ASU Police Chief Michael Thompson told the panel that he has worked with his officers over the past year to raise awareness of systemic racism. 

“Our hearts are in the right place, but it’s not enough,” he said.  

“We have to work on our relationships and invite all of our students of color to the table and recognize that they have concerns and fears that are valid.”

screenshot from Zoom panel

ASU Vice President for Cultural Affairs Colleen Jennings-Roggensack (top row, center) leads the "Live from ASU" virtual event "Black Lives Matter and the Pandemic of Racism: A Town Hall Conversation with W. Kamau Bell," on Aug. 27. The two are joined by Aniyah Braveboy (top row, right), president of ASU's Black African Coalition; Cortney Jones (bottom row, left), a student-athlete on the track team; and ASU Police Chief Michael Thompson.

Bell said that police should have metrics of success in fighting racism.

“Racism is a physical force in America. It’s not a feeling. It’s a force that exists and you can measure it,” he said.

“You can measure, ‘Are we being less racist this year than last year?’ ” 

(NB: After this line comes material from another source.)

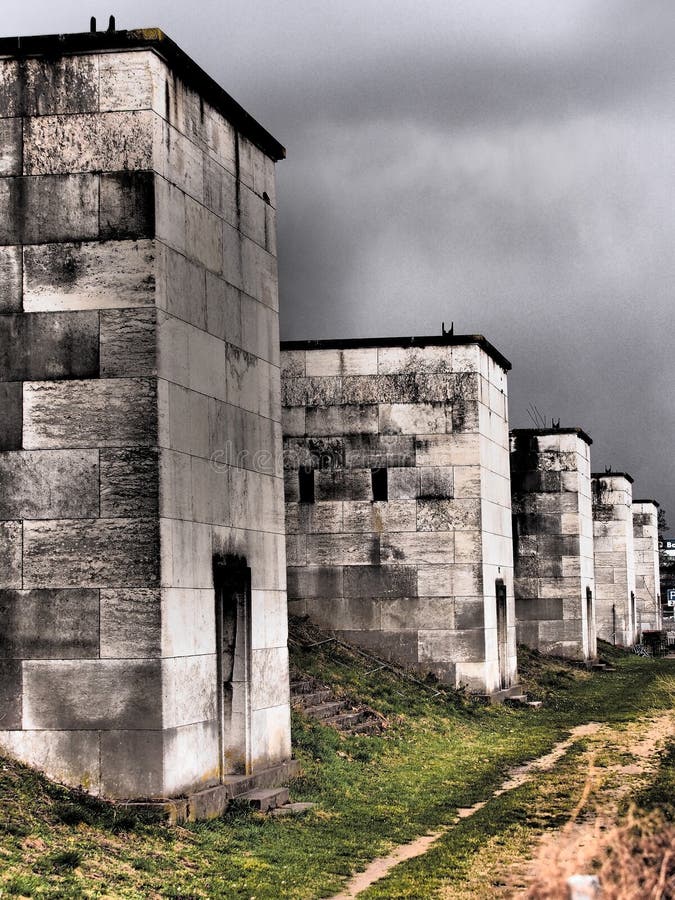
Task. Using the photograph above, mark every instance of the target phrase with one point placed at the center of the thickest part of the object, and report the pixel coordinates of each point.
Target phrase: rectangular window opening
(380, 488)
(306, 483)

One way is to rethink interactions with Black people. 

“In simple interactions with police, the person doing the hard work between the officer and a Black person is the Black person,” he said.

“For me, that needs to flip. The work has to be on the officer’s side and not on the Black person’s side to get through that interaction.”

Bell talked about why his show is successful. 

“When you’re trying to educate someone, you can’t say, ‘Here’s your education.’ You have to spend more time listening and letting people get out the hard parts and the bad parts. 

“Once they get it out, there’s time to go through it in a more friendly and congenial way.”

And it takes time.

“A lot of times, we get seduced into thinking that we’re one conversation away from change, and that’s never the case,” he said.